The Language of Thorns by Leigh Bardugo – REVIEW
Travel to a world of dark bargains struck by moonlight, of haunted towns and hungry woods, of talking beasts and gingerbread golems, where a young mermaid’s voice can summon deadly storms and where a river might do a lovestruck boy’s bidding but only for a terrible price.
Inspired by myth, fairy tale, and folklore, #1 New York Times–bestselling author Leigh Bardugo has crafted a deliciously atmospheric collection of short stories filled with betrayals, revenge, sacrifice, and love.
Perfect for new readers and dedicated fans, these tales will transport you to lands both familiar and strange—to a fully realized world of dangerous magic that millions have visited through the novels of the Grishaverse.
This collection of six stories includes three brand-new tales, all of them lavishly illustrated with art that changes with each turn of the page, culminating in six stunning full-spread illustrations as rich in detail as the stories themselves.
“This is the problem with making a thing forbidden. It does nothing but build an ache in the heart.”

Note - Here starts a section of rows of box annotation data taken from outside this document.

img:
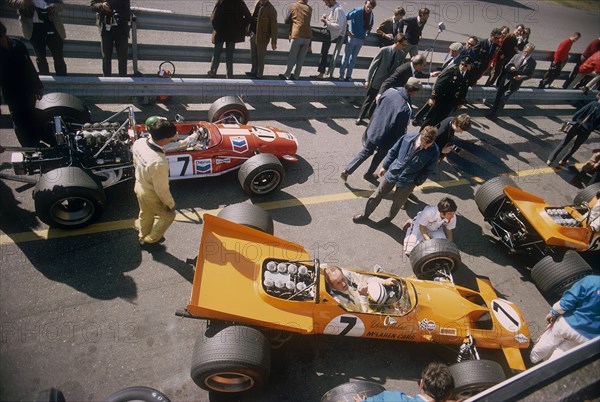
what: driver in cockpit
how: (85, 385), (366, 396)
(323, 265), (400, 314)
(146, 116), (210, 153)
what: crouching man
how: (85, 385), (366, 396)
(404, 197), (457, 255)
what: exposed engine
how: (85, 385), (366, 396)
(490, 203), (545, 254)
(12, 116), (133, 187)
(262, 260), (318, 300)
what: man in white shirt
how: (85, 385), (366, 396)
(312, 0), (346, 79)
(404, 197), (457, 255)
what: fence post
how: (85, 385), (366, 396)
(131, 13), (140, 75)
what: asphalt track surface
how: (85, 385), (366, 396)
(0, 2), (600, 401)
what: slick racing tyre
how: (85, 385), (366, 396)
(448, 360), (506, 400)
(208, 95), (250, 124)
(238, 154), (285, 195)
(190, 325), (271, 393)
(217, 203), (274, 234)
(475, 176), (519, 219)
(33, 166), (106, 229)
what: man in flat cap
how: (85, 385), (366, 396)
(487, 43), (537, 121)
(413, 56), (473, 128)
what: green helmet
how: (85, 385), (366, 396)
(146, 116), (167, 131)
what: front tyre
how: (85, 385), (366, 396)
(217, 203), (274, 234)
(531, 250), (592, 298)
(33, 167), (106, 229)
(190, 325), (271, 393)
(238, 154), (285, 195)
(208, 95), (250, 124)
(448, 360), (506, 400)
(475, 176), (519, 219)
(410, 239), (461, 280)
(104, 387), (170, 402)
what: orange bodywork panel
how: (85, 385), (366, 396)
(504, 186), (593, 251)
(187, 214), (529, 370)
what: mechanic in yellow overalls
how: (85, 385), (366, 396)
(132, 116), (177, 246)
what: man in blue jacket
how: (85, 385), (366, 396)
(341, 76), (422, 181)
(530, 275), (600, 363)
(355, 362), (454, 402)
(352, 126), (440, 226)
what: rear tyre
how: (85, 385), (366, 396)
(475, 176), (519, 218)
(217, 203), (274, 234)
(321, 381), (385, 402)
(104, 387), (170, 402)
(33, 167), (106, 229)
(190, 325), (271, 393)
(238, 154), (285, 195)
(573, 183), (600, 205)
(448, 360), (506, 400)
(35, 92), (91, 143)
(208, 95), (250, 124)
(410, 239), (461, 280)
(531, 250), (592, 298)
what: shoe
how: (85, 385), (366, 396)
(375, 216), (392, 228)
(363, 173), (379, 182)
(352, 214), (369, 223)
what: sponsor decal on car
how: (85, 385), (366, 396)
(230, 137), (248, 154)
(195, 159), (212, 174)
(419, 318), (437, 332)
(215, 158), (231, 165)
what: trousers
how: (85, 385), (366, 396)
(134, 184), (175, 243)
(363, 177), (415, 220)
(529, 317), (588, 363)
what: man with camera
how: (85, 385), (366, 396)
(90, 0), (131, 77)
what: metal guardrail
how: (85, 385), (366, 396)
(0, 3), (586, 101)
(42, 76), (590, 103)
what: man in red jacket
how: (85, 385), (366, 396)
(538, 32), (581, 88)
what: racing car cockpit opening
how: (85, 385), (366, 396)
(262, 259), (318, 301)
(164, 125), (211, 153)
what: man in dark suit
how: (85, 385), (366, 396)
(467, 28), (502, 86)
(377, 7), (406, 47)
(400, 7), (429, 57)
(375, 54), (440, 99)
(356, 33), (407, 125)
(487, 43), (537, 120)
(413, 57), (473, 127)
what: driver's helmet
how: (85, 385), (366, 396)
(367, 282), (389, 309)
(145, 116), (167, 131)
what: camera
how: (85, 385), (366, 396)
(113, 10), (122, 25)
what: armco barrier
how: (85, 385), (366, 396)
(0, 2), (585, 101)
(42, 76), (591, 103)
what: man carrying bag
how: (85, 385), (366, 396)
(546, 92), (600, 166)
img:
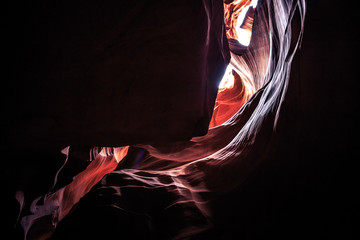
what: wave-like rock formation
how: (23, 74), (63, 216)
(9, 0), (358, 239)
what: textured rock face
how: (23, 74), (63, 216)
(3, 0), (359, 239)
(3, 0), (230, 150)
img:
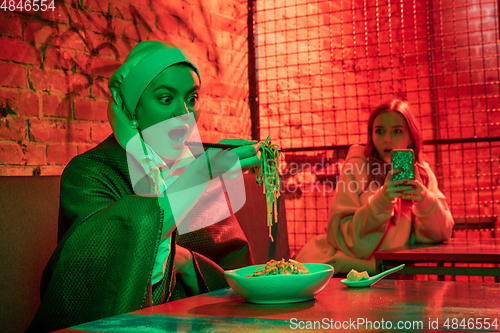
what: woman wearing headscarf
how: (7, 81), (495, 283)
(28, 41), (259, 332)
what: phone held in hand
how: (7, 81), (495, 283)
(391, 149), (415, 180)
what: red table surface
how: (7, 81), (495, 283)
(55, 278), (500, 332)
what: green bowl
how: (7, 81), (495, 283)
(224, 263), (333, 304)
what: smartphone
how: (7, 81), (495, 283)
(391, 149), (415, 180)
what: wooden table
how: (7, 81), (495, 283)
(375, 238), (500, 277)
(55, 278), (500, 333)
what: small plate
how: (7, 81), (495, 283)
(340, 264), (405, 288)
(224, 263), (333, 304)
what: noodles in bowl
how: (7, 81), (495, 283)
(224, 260), (333, 304)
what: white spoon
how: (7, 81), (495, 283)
(340, 264), (405, 288)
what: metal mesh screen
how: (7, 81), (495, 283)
(253, 0), (500, 255)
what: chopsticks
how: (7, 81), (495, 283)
(186, 142), (241, 149)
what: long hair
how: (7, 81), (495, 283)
(365, 99), (429, 185)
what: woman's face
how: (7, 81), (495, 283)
(372, 111), (411, 163)
(136, 64), (200, 159)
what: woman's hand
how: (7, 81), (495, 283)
(381, 169), (413, 201)
(175, 244), (200, 296)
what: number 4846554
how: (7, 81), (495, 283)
(0, 0), (56, 12)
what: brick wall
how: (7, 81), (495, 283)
(0, 0), (251, 175)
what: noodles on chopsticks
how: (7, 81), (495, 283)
(247, 259), (309, 277)
(255, 136), (283, 242)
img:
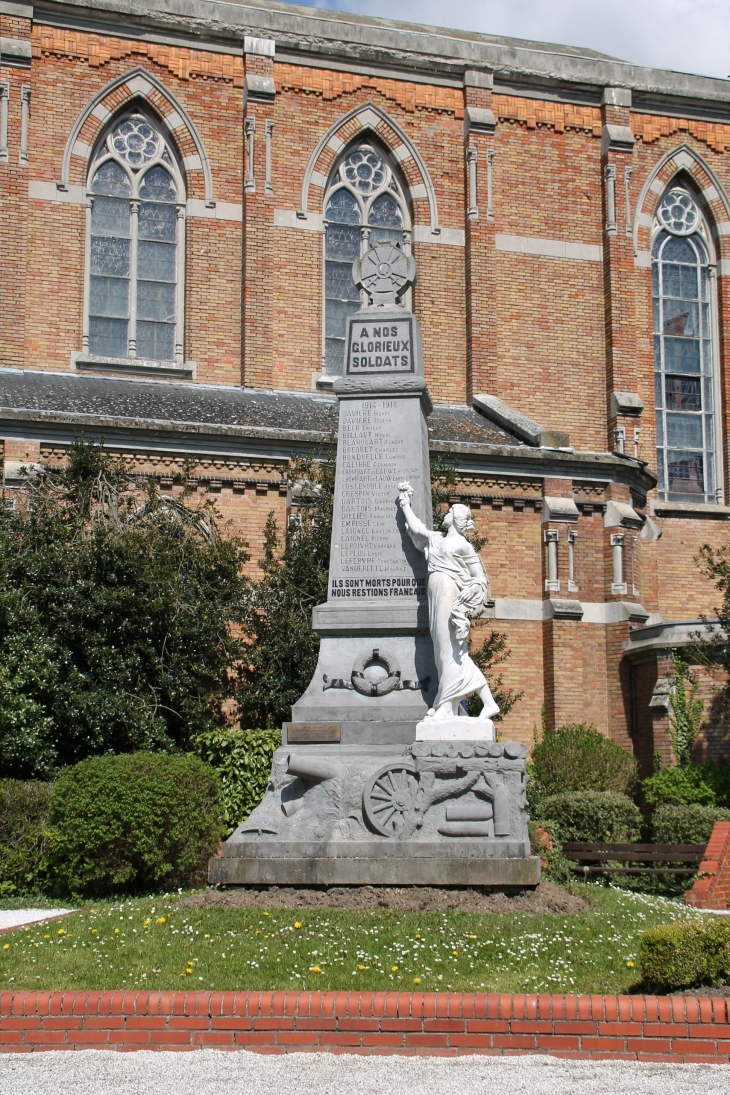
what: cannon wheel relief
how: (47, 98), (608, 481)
(362, 758), (418, 837)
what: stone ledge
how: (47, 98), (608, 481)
(651, 502), (730, 521)
(0, 991), (730, 1064)
(208, 838), (540, 886)
(71, 354), (195, 379)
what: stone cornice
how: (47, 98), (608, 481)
(35, 0), (730, 113)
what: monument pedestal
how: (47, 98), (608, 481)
(214, 741), (540, 886)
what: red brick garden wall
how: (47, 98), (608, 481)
(0, 992), (730, 1064)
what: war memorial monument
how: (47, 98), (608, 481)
(210, 244), (540, 886)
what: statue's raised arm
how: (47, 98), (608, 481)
(398, 483), (499, 738)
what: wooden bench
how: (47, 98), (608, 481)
(563, 842), (706, 875)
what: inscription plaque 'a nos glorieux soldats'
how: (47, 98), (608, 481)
(214, 244), (540, 886)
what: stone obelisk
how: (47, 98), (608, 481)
(286, 244), (437, 745)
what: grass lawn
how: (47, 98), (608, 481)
(0, 884), (698, 993)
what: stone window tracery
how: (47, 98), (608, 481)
(84, 111), (185, 362)
(651, 187), (719, 503)
(323, 142), (410, 376)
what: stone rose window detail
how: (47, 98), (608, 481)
(651, 187), (719, 503)
(323, 143), (410, 376)
(84, 112), (185, 362)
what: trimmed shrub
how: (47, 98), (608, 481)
(193, 730), (281, 839)
(540, 791), (641, 844)
(641, 764), (717, 807)
(0, 780), (54, 896)
(639, 918), (730, 991)
(48, 752), (222, 897)
(529, 724), (636, 803)
(651, 803), (730, 844)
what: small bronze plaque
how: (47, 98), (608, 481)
(287, 723), (339, 745)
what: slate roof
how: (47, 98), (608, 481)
(0, 369), (522, 446)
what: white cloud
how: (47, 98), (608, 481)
(299, 0), (730, 78)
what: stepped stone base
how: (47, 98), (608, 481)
(209, 841), (540, 886)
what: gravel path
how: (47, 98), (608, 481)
(0, 1050), (730, 1095)
(0, 909), (73, 932)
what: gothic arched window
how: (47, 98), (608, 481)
(84, 112), (185, 361)
(651, 186), (718, 503)
(323, 143), (410, 374)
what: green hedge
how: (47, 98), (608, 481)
(641, 761), (730, 807)
(639, 918), (730, 992)
(538, 791), (641, 844)
(0, 780), (54, 896)
(193, 730), (281, 838)
(48, 752), (222, 897)
(528, 724), (636, 806)
(641, 764), (717, 809)
(651, 803), (730, 844)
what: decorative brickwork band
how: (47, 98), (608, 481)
(0, 992), (730, 1064)
(684, 821), (730, 910)
(0, 81), (10, 163)
(466, 145), (479, 220)
(603, 163), (616, 235)
(243, 118), (256, 193)
(18, 83), (31, 163)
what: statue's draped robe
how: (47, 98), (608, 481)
(410, 527), (489, 710)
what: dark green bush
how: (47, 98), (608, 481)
(639, 918), (730, 991)
(0, 780), (54, 895)
(529, 724), (636, 805)
(48, 752), (222, 897)
(540, 791), (641, 844)
(651, 803), (730, 844)
(193, 729), (281, 838)
(700, 760), (730, 808)
(641, 764), (717, 808)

I finally read the Grisha trilogy for the first time this month and absolutely loved it so I decided to read A Language of Thorns straight after, whilst I was still immersed in that world. These six stories are beautifully haunting fairytales with a dark twist. Some are retellings of known fairytales and others are original. The retellings never felt stale or derivative though as they each explored a different facet of the original tales and forced the reader to question their assumptions about them. I have to mention the gorgeous cover and stunning illustrations. The artwork bordering each page evolves with the story and the final art piece at the end of each story is breathtaking.
“She held each sorrow like a chafing grain and grew her grudges like pearls.”
‘Ayama and the Thorn Wood’ is about a clever girl who is less valued because she isn’t as beautiful as her sister, exploring the sexism that pervades the Grishaverse and mirrors our own society. Ayama’s story reminds us of the necessity of painful truths and the costs associated with being true to yourself. I loved that this tale (as did all the others) gave the agency to the female character and challenged toxic societal norms.
‘The Too-Clever Fox’ tells the tale of Koja, a cunning fox who prides himself on his intelligence. As a companion piece to Siege and Storm, it’s easy to make comparisons between Koja and Sturmhond, both are good with words and can usually talk themselves out of a dangerous situation. This tale reminded me of the Greek tragedies where the protagonist’s fatal flaw (in this case hubris) leads to their downfall. It was a beautifully told tale of the difference between wisdom and cleverness.
“This goes to show you that sometimes the unseen is not to be feared and that those meant to love us most are not always ones who do.”
‘The Witch of Duva’ is definitely the creepiest and most sinister of the tales. A retelling of Hansel and Gretel, Leigh Bardugo uses this tale to dismantle the Wicked Stepmother trope. This story probably has the most unexpected and haunting twist, and it is definitely the most disturbing. It’s a delightfully horrid reminder that looks can be deceiving and things aren’t always what they appear to be.
‘Little Knife’ is a powerfully feminist tale exploring sexism and misogyny. Yeva’s stunning beauty is her prison and her father the jailer. The men in this tale can’t see past Yeva’s appearance and fail to treat her as a person who has desires and hopes. The ending is absolutely wonderful as Yeva gains the freedom to live as more than a beautiful woman.
“Bad fates do not always follow those who deserve them.”
‘The Soldier Prince’ is a retelling of The Nutcracker exploring identity and desire. It questions the difference between being real and being alive and emphasises the transformative power of wanting something for yourself rather than for others. I loved the detailed and magical imagery of this tale, and the illustrations add another layer of complexity.
‘When Water Sang Fire’ is the final tale and the longest, inspired by The Little Mermaid. It was probably my favourite tale as it was darker than the others. Ulla is a Sildroher mermaid with a powerful singing voice but she’s an outcast because of her different appearance. This is a tale of friendship, loyalty, and betrayal with a wonderful ending. It also features the Darkling!
This is a darkly lyrical and hauntingly beautiful selection of fairytales with sinister twists and powerful messages.
|About the Author
Leigh Bardugo is the #1 New York Times bestselling and USA Today bestselling author of the Six of Crows Duology and the Shadow and Bone Trilogy, as well as the upcoming Wonder Woman: Warbringer (Aug 2017) and The Language of Thorns (Sept 2017).
She was born in Jerusalem, grew up in Los Angeles, and graduated from Yale University. These days, she lives and writes in Hollywood where she can occasionally be heard singing with her band.